JacquesHammer · 30/04/2018 19:12

The fact you are even thinking about meeting up with him, tells me your missing that contact with him

My FWB is my dearest friend. He was my friend before and we will, no doubt, be just as close when we call time on the physical stuff. I’d be disappointed if any new partner I had didn’t trust me not to get carried away!

Trinity66 · 30/04/2018 19:18

I wouldn't be happy about it if I was your bf either tbf

Fattymcfaterson · 30/04/2018 19:18

I see all the "cool wives" are out in force today.

JacquesHammer · 30/04/2018 19:22

I see all the "cool wives" are out in force today

🙄

MrsDesireeCarthorse · 30/04/2018 19:22

Every one going on about the new partner "telling you who you can and can't see", read the post. He has said he isn't happy. This does not make him controlling or abusive. He has a right to say this if he feels that way, and it's not exactly hard to see why. I would not be happy in his position and would also say so.

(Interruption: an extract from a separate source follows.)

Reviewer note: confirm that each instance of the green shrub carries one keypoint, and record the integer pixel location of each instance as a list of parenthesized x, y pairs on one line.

Nailsshinelikejustice · 30/04/2018 19:45

If your new partner's unhappy with it, it would show a complete lack of respect to him to go on what is essentially a date with your exFWB.

JacquesHammer · 30/04/2018 19:48

what is essentially a date with your exFWB

A date is something for either current or potential romantic interest. The important part of FWB aid the friends part. So it’s going out with an old friend, not an ex because there isn’t the committed, dating aspect

Nailsshinelikejustice · 30/04/2018 19:54

Going out with a man you've had sex with in the past - going out just the two of you - has a very date-like quality. It's weird to claim new guy is unreasonable to feel uncomfortable with it.